O culto à padronização corporal no Brasil
Enviada em 07/06/2021
No filme “linda de morrer”, a personagem principal, Paula, é uma famosa cirurgiã plástica, que aplica em si mesma uma fórmula experimental que promete eliminar completamente as celulites, no entanto, ela acaba morrendo logo após o teste. Em consonância com a realidade de Paula, esta a de muitos brasileiros, já que a objetivação de um corpo perfeito está enraizado na construção social brasileira e ainda se configura um desafio a ser assentado. Isso ocorre devido ao acesso constante aos modelos de corpo exuberantes que são expostos diariamente nas mídias sociais, mas também a forma com que o publico se porta ao ver algo tão distinto a sua realidade. Dessa forma é imprescindível que essa chaga seja resolvida, a fim de que o longa apesar de retratar a realidade atual, se torne apenas ficção.

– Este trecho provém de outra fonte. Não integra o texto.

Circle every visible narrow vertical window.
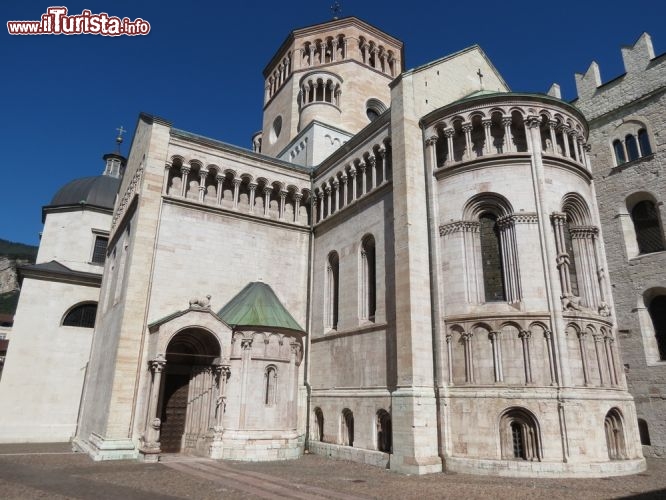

O problema surge quando algo que deveria ser apenas um entretenimento, se torna uma necessidade na vida das pessoas. Esses conteúdos estão cada vez mais próximos de nós, já que vivemos um momento em que cuidar da saúde ganha protagonismo e tempo no dia do brasileiro, que passou a abrir mão de outras atividades para fazer coisas como ir na academia ou preparar comidas saudaveis, por exemplo. O que é enganoso, visto que esses influenciadores digitais dedicam grande parte do seu dia para essas atividades e é claro que um cidadão com um estilo de vida tradicional não vai chegar ao mesmo nível corporal de uma pessoa que tem 24 horas do seu dia disponível para se dedicar ao seu corpo.
Essa situação abre brechas para o consumo de remédios pesados que prometem resultados absurdos, a prática de dietas abusivas e a normalização de cirurgias plasticas que são romantizadas nas redes e tem suas consequências veladas. Essas problemáticas somadas a desinformação da população passam a se configurar como um problema de calamidade pública, uma vez que ao tentar se igualar a um corpo ideal, os cidadãos acabam degradando sua integridade física e tendo o resultado adverso ao esperado.
Fica claro, portanto, que cabe ao Ministério da saúde espalhar informação a população, e por meio de propagandas na TV aberta e principalmente nas redes sociais, mostrar para a população o porque dessa realidade estar tão longe, esclarecer todos os males por trás das cirurgias plásticas e guiar os cidadãos que ainda sim querem seguir esse caminho, a fazer suas atividades tendo discernimento do que estão fazendo e mantendo a segurança.